Slashdot Mirror


Another Pharma Company Recaptures a Generic Medication

Applehu Akbar writes: Daraprim, currently used as a niche AIDS medication, was developed and patented by Glaxo (now GlaxoSmithKlein) decades ago. Though Glaxo's patent has long since expired, a startup called Turing Pharmaceuticals has been the latest pharma company to 'recapture' a generic by using legal trickery to gain exclusive rights to sell it in the US. Though Turing has just marketing rights, not a patent, on Daraprim, it takes advantage of pharma-pushed laws that forbid Americans from shopping around on the world market for prescriptions. Not long ago, Google was fined half a billion dollars by the FDA for allowing perfectly legal Canadian pharmacies to advertise on its site. So now that Turing has a lock on Daraprim, it has raised the price from $13.50 a pill to $750. In 2009 another small pharma company inveigled an exclusive on the longstanding generic gout medication colchicine from the FDA, effectively rebranding the unmodified generic so they could raise its price by a similar percentage.

4 of 372 comments (clear)

  1. Re:Shop elsewhere if you need this drug by Jiro · · Score: 5, Interesting

    Some enterprising company willing to spend the money to get approval to import the drug from the UK would put this startup out of business. Hopefully.

    They can't, because of the loophole (which is not explained in this article, but is in other articles like http://blogs.sciencemag.org/pi... ): You are not allowed to sell a generic equivalent unless you can prove it is as effective as the nongeneric version. In order to prove it is as effective as the nongeneric version, you need to do trials that compare it to the nongeneric version. The company that owns the nongeneric version refuses to sell you any, so you can't do trials, so you can't prove it's effective, so you can't sell it.

  2. If I received a terminal diagnosis... by hyades1 · · Score: 5, Interesting

    ...I know how I'd spend my last time on Earth.

    --
    I've calculated my velocity with such exquisite precision that I have no idea where I am.
  3. Re:Shop elsewhere if you need this drug by the+gnat · · Score: 5, Interesting

    This loophole should be fixed, but given the dysfunctional state of the Congress any bill fixing this will probably be encumbered with a prohibition on abortions and more NSA spying.

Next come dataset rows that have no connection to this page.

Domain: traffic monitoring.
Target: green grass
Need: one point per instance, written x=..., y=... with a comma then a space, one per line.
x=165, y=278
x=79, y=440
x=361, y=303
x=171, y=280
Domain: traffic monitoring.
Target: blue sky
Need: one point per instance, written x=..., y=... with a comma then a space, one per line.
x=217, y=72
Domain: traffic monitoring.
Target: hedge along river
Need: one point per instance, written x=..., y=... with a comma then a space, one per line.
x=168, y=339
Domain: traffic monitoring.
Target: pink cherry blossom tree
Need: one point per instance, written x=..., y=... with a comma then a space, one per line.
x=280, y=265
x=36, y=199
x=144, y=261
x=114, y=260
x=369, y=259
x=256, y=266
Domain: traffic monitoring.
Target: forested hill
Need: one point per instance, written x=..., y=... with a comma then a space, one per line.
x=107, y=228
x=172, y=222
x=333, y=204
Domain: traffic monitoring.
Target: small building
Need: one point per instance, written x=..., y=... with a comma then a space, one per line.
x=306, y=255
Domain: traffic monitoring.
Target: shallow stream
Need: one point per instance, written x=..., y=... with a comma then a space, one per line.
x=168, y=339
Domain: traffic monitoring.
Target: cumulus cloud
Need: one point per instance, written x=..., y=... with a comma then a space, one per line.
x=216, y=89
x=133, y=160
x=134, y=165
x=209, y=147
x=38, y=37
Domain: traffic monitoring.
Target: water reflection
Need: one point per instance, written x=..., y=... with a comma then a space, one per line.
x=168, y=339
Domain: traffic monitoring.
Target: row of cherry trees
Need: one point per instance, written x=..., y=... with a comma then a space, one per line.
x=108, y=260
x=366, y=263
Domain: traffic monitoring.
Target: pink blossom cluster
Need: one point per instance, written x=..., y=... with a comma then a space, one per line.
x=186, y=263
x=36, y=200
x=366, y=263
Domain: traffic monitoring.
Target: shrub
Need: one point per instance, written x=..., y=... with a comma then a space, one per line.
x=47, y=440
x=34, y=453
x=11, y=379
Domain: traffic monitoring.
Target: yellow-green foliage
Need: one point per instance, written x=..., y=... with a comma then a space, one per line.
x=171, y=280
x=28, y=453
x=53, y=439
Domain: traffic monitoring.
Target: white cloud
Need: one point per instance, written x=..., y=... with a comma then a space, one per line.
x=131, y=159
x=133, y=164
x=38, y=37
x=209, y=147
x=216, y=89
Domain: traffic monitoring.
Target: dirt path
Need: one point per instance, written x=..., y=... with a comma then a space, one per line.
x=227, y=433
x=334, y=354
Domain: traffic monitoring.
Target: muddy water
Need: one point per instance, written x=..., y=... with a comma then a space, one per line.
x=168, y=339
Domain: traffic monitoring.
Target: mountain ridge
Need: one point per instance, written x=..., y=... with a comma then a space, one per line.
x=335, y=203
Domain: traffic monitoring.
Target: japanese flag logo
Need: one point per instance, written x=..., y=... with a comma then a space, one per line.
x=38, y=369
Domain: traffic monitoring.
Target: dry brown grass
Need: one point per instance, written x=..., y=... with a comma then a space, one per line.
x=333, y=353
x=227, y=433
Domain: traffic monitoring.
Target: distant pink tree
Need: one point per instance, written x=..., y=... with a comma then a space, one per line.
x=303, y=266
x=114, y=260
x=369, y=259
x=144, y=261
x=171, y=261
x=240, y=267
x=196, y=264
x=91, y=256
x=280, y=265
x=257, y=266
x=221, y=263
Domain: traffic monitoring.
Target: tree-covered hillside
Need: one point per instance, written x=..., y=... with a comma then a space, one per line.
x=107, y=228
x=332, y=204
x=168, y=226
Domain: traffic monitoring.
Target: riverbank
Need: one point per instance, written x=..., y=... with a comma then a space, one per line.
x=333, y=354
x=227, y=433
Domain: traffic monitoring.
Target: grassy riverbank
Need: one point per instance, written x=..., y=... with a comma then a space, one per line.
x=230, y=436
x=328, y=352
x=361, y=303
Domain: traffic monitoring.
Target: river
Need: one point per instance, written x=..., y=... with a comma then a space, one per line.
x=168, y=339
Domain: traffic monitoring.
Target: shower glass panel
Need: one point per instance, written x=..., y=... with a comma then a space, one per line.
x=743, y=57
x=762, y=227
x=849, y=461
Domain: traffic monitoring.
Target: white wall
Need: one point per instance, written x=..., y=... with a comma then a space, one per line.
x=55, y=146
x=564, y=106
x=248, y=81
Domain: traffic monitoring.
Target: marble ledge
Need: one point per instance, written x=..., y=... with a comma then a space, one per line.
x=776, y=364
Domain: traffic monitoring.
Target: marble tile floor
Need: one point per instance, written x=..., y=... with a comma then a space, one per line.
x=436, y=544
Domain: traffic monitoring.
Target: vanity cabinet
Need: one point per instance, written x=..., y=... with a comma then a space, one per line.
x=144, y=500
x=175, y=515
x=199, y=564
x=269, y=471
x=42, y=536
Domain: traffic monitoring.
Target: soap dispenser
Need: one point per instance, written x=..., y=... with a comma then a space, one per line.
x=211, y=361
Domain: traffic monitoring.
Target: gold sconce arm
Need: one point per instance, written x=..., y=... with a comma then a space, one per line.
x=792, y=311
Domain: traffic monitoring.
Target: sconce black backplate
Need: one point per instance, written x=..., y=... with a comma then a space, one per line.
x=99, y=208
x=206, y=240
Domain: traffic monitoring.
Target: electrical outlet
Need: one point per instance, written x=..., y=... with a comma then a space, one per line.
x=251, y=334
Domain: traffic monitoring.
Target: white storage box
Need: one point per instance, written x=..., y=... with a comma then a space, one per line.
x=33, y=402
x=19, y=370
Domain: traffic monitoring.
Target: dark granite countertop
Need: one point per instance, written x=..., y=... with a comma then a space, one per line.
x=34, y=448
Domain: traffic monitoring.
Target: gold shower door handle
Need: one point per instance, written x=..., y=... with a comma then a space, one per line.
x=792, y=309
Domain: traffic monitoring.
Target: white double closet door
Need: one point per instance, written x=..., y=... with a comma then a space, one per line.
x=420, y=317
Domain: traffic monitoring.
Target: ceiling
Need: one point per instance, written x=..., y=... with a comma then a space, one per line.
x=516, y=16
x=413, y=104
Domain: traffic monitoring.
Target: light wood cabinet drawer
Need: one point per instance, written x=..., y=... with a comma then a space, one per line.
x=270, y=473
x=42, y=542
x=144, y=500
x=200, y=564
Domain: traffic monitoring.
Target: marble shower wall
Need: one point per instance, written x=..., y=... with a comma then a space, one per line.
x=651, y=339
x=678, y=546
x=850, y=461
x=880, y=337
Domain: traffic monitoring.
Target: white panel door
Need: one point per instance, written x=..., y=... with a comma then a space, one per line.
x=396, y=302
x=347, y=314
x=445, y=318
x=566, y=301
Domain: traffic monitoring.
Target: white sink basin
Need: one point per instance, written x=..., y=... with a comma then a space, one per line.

    Eh, I think this case may be outrageous enough to get them to close this particular loophole, and here's why: it's an indefensible perverse incentive, Big Pharma doesn't need it, and the last thing the lobby wants is for politicians to be talking about drug prices in general. Right now their stock prices are falling because of Clinton's comment, and most people working in biotech or pharma think Shkreli is an asshole* and would happily feed him to the wolves anyway. What they need is a very targeted bill that prevents this particular abuse but doesn't touch any other part of the wider industry's business model. I think they could get broad bipartisan support for this - it's the kind of no-brainer that allows politicians to take credit for something without having to address real-world problems.

    (* Most of us have scientific backgrounds, and Shkreli is exactly the kind of humanities-major business-weasel we've despised since college. Actually, worse, because most econ majors don't eventually stalk the families of former employees. No one else will cry when his BMW is repossessed.)

  4. Re:Shop elsewhere if you need this drug by Darinbob · · Score: 5, Interesting

    The villain who upset the apple cart though. I can imagine a lot of pharmaceutical CEOs highly annoyed that after years of slowly raising prices, one new asshole raises them suddenly so that the whole world now takes notice.